Lithuanian-American Hebraist and Arabist (1884–1924)

Benzion Halper (April 15, 1884 – March 21, 1924) was a Lithuanian-born Jewish-American Hebraist and Arabist.

== Life ==
Halper was born on April 15, 1884, in Žasliai, the Vilna Governorate, Russia, the son of Abel Solomon Halper and Miriam Rosenbloom.

Halper received a Heder and Yeshiva education, and he began working when he was sixteen. He immigrated to Frankfurt, Germany, to continue his studies in 1901. He left for England shortly afterwards, where he worked as a carpenter, a commercial traveller and in a Manchester factory.

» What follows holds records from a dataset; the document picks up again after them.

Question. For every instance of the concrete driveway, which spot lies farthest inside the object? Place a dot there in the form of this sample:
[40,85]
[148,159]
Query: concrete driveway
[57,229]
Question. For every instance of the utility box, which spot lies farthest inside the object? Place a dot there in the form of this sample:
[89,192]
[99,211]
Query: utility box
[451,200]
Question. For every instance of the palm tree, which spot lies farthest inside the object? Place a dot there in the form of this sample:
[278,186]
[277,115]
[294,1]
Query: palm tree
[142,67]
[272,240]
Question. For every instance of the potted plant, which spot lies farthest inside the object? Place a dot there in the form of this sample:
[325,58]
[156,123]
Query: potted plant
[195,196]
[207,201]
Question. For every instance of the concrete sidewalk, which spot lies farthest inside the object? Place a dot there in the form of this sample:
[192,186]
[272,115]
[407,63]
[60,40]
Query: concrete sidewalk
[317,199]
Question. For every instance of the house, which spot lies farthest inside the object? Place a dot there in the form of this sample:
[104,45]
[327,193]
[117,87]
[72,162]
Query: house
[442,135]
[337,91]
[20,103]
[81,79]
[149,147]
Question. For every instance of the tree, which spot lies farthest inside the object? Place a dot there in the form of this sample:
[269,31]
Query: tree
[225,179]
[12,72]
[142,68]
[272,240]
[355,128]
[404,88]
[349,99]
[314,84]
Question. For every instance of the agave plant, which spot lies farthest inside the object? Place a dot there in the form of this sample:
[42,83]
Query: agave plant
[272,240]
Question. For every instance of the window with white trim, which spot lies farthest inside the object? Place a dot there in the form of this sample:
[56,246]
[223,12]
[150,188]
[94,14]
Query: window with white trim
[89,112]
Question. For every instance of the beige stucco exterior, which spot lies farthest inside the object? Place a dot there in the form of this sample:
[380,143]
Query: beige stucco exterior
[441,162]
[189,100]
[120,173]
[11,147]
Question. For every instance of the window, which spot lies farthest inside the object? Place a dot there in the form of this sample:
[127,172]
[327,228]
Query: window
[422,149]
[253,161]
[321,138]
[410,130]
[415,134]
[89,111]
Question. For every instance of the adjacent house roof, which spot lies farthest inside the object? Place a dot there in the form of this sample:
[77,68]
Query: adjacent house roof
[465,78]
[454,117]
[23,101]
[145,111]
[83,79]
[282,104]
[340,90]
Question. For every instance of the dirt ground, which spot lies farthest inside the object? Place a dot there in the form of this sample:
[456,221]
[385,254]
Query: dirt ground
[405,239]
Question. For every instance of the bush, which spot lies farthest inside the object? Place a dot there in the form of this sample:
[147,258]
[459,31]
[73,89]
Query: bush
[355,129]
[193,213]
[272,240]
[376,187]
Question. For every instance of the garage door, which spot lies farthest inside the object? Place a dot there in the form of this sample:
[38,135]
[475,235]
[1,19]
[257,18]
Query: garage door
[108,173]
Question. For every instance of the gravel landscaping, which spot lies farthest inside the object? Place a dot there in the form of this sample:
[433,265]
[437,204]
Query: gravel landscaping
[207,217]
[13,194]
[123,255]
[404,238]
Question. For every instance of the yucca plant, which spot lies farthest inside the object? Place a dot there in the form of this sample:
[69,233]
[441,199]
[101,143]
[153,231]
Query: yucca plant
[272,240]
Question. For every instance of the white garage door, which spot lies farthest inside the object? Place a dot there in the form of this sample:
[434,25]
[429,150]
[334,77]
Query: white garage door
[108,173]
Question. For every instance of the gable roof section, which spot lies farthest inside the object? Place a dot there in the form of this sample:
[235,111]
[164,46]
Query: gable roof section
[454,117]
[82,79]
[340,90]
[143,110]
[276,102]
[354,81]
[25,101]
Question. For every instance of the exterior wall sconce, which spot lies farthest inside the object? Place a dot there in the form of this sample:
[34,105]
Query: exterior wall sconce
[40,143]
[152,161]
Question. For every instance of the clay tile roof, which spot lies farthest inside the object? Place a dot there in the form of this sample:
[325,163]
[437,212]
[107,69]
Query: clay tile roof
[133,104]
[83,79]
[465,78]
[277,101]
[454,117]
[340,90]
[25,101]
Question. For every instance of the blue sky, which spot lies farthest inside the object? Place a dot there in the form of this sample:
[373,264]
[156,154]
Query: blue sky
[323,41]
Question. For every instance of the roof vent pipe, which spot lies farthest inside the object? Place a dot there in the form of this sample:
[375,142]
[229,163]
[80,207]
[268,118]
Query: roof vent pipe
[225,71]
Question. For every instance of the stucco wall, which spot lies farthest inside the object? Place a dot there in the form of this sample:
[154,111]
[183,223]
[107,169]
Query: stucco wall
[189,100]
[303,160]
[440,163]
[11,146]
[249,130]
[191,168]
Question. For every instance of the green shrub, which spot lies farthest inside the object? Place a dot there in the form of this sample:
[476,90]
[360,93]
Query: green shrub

In 1904, he matriculated at the University of London and supported himself by teaching privately and writing for the Hebrew weekly Hayehudi. He received an A.B. degree from there in 1904 (with first class honors in Semitics) and an M.A. in 1909 (with mark of distinction). In 1910, he was elected the first Gilchrist Scholar in Arabic and spent the next year studying in Egypt under the auspices of the university. He also studied in Jews' College.

Halper immigrated to America in 1911, at which point Solomon Schechter had him classify and copy the Cairo Geniza fragments in the Jewish Theological Seminary Library. He became a Fellow of Dropsie College in Philadelphia, Pennsylvania, in the fall of 1912. There, Cyrus Adler had him examine a collection of Geniza fragments. Two months later, he revealed a previously overlooked lost work: three quarters of Sefer Ha-Mitzvot (Book of Precepts) by Hefes ben Yasliah in Arabic, which he then translated into Hebrew in June 1913. He received a Doctor of Philosophy degree from Dropsie in 1914, at which point he became an Instructor and then an Associate Professor as well as Custodian of Manuscripts. His two-volume Post-Biblical Hebrew Literature was published in 1921. He also wrote Descriptive Catalogue of Genizah Fragments in Philadelphia, which represented nearly twelve years of research of every Geniza fragment he could find in Philadelphia and was rushed to the press when he fell ill so it would be published before he died. He also published an Autograph Responsum of Maimonides, wrote reviews of Arabic literature, Hebraica, and Judaica in the Jewish Quarterly Review, and issued an essay on the Scansion of Medieval Hebrew Poetry. He was working on an edition of Arabic Responsa of Maimonides based on a manuscript David Simonsen sent him before he died, as well as an edition and Hebrew translation of Moses Ibn Ezra's Arabic poetica and an article in Hebrew on Judeo-Arabic literature. He was also an editor of the Jewish Publication Society of America from 1916 until his death.

Halper died at home from pneumonia on March 21, 1924. Rabbi Leon H. Elmaleh of Congregation Mikveh Israel officiated his funeral service at Dropsie College. He was buried in the Federal Street Burial Ground.